With Japan, the difficulty is the reverse. In 2001 there were eight Chinese students and one Japanese (who studied in New York). We do get very good Japanese candidates, but they are difficult to find. It is extraordinary that in the beginning of the 21st century, almost 60 years since the end of the war ended, during which time Japan has been a member of the international community, Japanese men in their early 30s -- graduates of such prestigious universities as Waseda, Keio, Todai and employees of such "international" firms as Sony, Canon, Matsushita, Sanwa Bank -- are such poor speakers of English, so inarticulate, so unworldly and so stiff in the company of foreigners. (Women tend to be better!)
Japanese tend to be abysmal networkers. At international gatherings, the Japanese in attendance, instead of broadening their foreign contacts, almost invariably stick together like lemmings.
China is, of course, a huge continent, and there are vast differences between the savvy, street-smart Shanghainese and the peasants in remote provinces. The point that can be made, though, is that while it remains to be seen whether China emerges as a global power -- and the answer is probably no for the foreseeable future -- it is almost certain to become a global player.
Perhaps one of the most remarkable ways in which China has "caught up" is in the emergence of the new generation of a globally oriented elite. In a speech at the annual conference of the Britain-based International Institute for Strategic Studies in Singapore in 1998, Lee Kuan Yew made the point that, although China has a closed political system, it is intellectually and socially much more open than Japan.
A Japanese former ambassador was furious and strongly protested. Lee stood his ground, basing his remarks partly on the assertion that the collectivist nature of the Chinese regime notwithstanding, the Chinese, as he put it, are not "groupies" but far more individualist than the Japanese.
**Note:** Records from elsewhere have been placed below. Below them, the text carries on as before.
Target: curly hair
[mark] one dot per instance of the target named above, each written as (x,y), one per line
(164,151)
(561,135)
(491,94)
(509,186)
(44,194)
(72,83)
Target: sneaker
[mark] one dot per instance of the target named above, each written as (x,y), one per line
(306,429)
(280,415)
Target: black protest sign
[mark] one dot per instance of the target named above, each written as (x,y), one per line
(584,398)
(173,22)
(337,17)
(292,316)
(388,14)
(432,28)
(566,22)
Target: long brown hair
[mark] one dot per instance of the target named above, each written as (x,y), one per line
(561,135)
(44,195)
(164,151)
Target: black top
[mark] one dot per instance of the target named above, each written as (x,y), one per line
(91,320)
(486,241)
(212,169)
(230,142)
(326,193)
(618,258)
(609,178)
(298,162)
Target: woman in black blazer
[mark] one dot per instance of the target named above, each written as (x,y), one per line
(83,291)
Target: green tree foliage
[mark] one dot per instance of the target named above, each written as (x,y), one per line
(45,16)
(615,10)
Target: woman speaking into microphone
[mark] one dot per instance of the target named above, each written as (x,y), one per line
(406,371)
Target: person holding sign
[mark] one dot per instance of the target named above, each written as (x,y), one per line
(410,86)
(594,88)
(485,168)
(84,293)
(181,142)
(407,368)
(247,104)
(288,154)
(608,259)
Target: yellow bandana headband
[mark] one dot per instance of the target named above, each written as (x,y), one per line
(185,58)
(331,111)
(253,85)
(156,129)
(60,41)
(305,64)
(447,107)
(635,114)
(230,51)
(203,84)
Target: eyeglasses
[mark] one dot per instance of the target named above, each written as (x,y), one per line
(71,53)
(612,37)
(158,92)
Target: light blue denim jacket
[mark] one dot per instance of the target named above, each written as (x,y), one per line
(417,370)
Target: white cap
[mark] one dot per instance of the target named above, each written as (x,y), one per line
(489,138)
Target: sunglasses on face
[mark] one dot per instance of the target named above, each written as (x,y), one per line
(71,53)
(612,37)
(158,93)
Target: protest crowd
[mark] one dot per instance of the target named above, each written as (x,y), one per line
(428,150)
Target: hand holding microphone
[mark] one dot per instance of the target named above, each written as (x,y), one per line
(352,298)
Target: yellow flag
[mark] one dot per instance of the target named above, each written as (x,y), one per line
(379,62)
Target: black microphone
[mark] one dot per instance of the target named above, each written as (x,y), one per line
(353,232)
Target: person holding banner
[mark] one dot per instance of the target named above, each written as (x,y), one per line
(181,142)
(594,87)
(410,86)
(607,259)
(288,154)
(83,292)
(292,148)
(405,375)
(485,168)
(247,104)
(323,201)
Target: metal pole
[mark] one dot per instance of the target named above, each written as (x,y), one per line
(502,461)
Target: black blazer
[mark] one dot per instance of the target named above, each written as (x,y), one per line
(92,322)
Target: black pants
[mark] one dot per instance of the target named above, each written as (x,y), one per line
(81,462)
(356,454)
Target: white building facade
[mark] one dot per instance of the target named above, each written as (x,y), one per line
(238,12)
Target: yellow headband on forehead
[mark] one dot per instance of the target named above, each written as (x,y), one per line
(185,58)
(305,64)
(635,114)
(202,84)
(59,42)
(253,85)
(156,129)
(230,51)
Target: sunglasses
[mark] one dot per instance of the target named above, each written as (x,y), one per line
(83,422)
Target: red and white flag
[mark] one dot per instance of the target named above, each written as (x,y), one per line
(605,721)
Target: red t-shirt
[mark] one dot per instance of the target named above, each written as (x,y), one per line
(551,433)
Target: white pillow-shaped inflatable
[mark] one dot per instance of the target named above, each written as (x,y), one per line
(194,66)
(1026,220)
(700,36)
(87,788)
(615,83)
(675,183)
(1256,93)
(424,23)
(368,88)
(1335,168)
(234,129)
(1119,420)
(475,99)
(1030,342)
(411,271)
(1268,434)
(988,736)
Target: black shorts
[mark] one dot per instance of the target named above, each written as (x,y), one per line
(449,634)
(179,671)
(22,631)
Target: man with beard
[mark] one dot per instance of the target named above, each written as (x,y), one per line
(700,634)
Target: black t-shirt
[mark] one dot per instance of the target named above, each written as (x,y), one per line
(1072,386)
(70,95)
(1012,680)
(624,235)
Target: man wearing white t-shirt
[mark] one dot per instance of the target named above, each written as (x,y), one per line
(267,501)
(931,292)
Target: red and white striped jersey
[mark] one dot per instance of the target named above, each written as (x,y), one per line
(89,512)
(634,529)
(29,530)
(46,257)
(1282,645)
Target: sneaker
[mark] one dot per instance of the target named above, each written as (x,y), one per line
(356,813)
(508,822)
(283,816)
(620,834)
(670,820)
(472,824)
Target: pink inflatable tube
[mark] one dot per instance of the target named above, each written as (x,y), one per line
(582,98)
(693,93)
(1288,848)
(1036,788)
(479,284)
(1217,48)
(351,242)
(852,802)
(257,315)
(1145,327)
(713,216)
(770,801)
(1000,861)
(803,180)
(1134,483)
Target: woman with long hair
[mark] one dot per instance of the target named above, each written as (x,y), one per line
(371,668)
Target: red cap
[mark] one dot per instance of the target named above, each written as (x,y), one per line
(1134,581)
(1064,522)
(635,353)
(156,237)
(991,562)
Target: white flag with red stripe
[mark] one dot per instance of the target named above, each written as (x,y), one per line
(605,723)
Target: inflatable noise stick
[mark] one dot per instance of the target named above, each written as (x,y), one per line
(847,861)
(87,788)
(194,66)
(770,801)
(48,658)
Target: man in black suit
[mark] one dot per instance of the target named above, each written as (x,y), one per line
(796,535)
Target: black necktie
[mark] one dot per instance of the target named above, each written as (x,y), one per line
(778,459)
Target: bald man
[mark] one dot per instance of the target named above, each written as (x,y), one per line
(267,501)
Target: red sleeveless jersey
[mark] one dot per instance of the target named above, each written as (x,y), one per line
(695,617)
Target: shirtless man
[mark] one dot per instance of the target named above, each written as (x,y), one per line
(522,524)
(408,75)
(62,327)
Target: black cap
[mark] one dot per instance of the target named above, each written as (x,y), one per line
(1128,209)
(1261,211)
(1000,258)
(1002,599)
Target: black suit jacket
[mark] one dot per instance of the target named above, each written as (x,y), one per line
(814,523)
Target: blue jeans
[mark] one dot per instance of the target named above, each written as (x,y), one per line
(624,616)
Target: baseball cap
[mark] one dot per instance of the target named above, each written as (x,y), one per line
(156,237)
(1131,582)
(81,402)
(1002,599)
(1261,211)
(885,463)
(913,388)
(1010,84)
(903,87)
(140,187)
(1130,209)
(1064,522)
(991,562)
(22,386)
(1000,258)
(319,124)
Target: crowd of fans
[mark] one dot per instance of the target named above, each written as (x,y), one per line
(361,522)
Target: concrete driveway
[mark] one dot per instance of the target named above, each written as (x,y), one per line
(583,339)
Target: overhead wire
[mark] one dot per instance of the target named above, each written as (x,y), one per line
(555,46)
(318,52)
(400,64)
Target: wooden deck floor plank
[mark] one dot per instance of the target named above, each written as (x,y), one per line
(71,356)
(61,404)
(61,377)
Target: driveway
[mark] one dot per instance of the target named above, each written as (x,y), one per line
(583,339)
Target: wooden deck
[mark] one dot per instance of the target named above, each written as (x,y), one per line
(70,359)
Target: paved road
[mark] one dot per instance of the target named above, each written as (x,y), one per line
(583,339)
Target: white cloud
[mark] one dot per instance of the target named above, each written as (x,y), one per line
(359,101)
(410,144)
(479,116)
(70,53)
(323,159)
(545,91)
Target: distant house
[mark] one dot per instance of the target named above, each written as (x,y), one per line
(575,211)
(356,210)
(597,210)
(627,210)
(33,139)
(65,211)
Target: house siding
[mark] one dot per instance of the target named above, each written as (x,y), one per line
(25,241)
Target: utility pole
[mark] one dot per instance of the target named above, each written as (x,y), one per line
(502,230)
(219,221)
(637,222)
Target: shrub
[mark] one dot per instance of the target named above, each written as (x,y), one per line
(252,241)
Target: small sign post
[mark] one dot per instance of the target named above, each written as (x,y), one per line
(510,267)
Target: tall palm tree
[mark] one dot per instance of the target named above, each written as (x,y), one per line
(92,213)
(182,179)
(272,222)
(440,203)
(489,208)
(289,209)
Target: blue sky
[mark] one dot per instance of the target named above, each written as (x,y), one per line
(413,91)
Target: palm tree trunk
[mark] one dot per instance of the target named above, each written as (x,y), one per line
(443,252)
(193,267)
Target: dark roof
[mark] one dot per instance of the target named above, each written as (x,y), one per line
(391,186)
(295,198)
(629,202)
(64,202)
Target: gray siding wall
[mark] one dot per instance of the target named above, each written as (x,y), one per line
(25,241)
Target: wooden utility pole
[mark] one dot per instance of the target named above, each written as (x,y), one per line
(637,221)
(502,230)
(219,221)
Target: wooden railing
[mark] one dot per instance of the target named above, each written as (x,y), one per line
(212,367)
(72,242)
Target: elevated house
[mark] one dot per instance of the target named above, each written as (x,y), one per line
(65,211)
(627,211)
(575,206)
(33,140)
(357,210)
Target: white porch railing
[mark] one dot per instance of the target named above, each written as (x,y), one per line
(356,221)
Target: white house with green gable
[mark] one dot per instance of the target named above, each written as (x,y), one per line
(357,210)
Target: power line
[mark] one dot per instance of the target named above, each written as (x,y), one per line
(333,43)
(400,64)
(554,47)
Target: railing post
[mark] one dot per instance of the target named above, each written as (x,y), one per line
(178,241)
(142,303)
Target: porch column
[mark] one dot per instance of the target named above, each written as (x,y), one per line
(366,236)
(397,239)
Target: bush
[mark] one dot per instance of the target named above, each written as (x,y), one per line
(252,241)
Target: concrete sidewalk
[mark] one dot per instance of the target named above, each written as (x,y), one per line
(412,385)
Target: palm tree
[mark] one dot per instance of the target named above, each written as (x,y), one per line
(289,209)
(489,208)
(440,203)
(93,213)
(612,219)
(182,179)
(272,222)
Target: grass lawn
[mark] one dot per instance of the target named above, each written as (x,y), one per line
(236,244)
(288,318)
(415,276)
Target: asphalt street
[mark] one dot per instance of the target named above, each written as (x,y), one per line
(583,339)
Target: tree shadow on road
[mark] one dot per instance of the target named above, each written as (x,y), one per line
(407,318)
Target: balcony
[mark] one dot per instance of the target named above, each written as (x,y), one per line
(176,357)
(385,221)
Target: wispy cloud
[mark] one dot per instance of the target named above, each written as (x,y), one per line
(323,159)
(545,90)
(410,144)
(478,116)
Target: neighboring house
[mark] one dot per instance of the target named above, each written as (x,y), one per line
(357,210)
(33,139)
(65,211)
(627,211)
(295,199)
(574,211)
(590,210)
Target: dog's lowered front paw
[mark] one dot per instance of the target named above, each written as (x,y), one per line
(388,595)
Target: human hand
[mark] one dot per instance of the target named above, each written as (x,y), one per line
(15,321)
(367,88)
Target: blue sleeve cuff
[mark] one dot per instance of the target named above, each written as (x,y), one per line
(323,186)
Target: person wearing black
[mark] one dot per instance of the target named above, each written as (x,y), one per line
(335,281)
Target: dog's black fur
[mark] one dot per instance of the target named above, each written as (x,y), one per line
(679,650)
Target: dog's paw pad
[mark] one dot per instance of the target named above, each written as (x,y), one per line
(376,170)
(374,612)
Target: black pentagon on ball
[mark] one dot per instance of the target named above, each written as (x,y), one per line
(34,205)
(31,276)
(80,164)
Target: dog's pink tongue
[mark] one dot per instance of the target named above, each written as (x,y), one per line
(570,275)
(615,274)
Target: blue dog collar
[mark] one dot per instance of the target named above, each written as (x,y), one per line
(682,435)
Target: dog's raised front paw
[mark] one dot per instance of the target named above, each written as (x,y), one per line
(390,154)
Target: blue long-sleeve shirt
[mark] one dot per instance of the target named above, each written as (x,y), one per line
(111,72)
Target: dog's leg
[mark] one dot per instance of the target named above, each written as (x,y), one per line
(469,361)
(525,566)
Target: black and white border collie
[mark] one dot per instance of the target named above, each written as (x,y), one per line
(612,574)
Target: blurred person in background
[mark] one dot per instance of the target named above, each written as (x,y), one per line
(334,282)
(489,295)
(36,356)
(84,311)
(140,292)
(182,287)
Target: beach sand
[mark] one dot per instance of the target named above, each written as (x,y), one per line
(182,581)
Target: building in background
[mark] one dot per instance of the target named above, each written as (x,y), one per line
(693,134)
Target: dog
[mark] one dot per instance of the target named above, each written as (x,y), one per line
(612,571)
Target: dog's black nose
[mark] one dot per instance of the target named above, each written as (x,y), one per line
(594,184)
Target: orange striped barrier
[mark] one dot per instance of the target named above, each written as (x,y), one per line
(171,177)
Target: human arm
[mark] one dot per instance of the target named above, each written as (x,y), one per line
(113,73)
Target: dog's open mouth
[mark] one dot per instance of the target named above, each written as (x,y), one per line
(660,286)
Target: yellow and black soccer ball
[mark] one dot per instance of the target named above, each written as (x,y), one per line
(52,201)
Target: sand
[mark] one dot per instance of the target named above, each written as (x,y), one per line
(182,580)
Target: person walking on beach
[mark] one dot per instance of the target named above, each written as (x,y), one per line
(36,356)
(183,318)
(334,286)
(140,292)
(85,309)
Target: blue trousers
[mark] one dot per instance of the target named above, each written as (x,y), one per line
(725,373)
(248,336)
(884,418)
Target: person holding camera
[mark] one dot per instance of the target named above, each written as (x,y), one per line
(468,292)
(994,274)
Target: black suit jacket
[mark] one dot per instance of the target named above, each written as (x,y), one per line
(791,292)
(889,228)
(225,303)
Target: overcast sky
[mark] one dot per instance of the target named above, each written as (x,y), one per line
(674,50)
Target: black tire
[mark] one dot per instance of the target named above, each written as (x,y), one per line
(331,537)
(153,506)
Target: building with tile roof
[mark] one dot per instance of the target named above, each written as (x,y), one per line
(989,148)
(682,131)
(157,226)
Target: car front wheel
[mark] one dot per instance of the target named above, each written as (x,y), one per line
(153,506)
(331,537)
Japanese groupism is exclusive and introverted, hence resistant to foreign contacts and foreign influences.
On the basis of current trends, including an assessment of Japan's next generation of leaders, Japan is destined not to be a global player. As a colleague of our institute and longtime Japan observer, Dominique Turpin, and I wrote in a recent article, when the globalization train appeared, Japan was not on the platform. It was still hurtling down the nationalist track.
In the Cold War era, when nationalism and mercantilism could be practiced under the aegis of geopolitical realpolitik, Japan did exceedingly well. But times have changed. There has been, to coin a phrase, a "paradigm shift."
The fall of the Berlin Wall and the rise of the Internet have ushered in the era of globalization. In times of profound change, there are three types of responses: making things happen, watching things happen (and reacting), and wondering what happened. In the heady globalization revolution, Japan has been emphatically in the third category.
Bewildered, wondering what has happened, Japan has been marginalized, quasi-ostracized, from the global arena. Just as this phenomenon has been manifested in many ways -- poor English language capability, Prime Minister Junichiro Koizumi's visit to Yasukuni Shrine in August, the failure of Japanese companies to globalize management, etc. -- it has been caused by diverse forces.
In this series of articles on Japan in the global era, I shall look at the more egregious manifestations of Japan's failure to respond, and assess the underlying causes. I intend to propose means by which Japan can remedy the failure. A global Japan would be good for both Japan and the globe.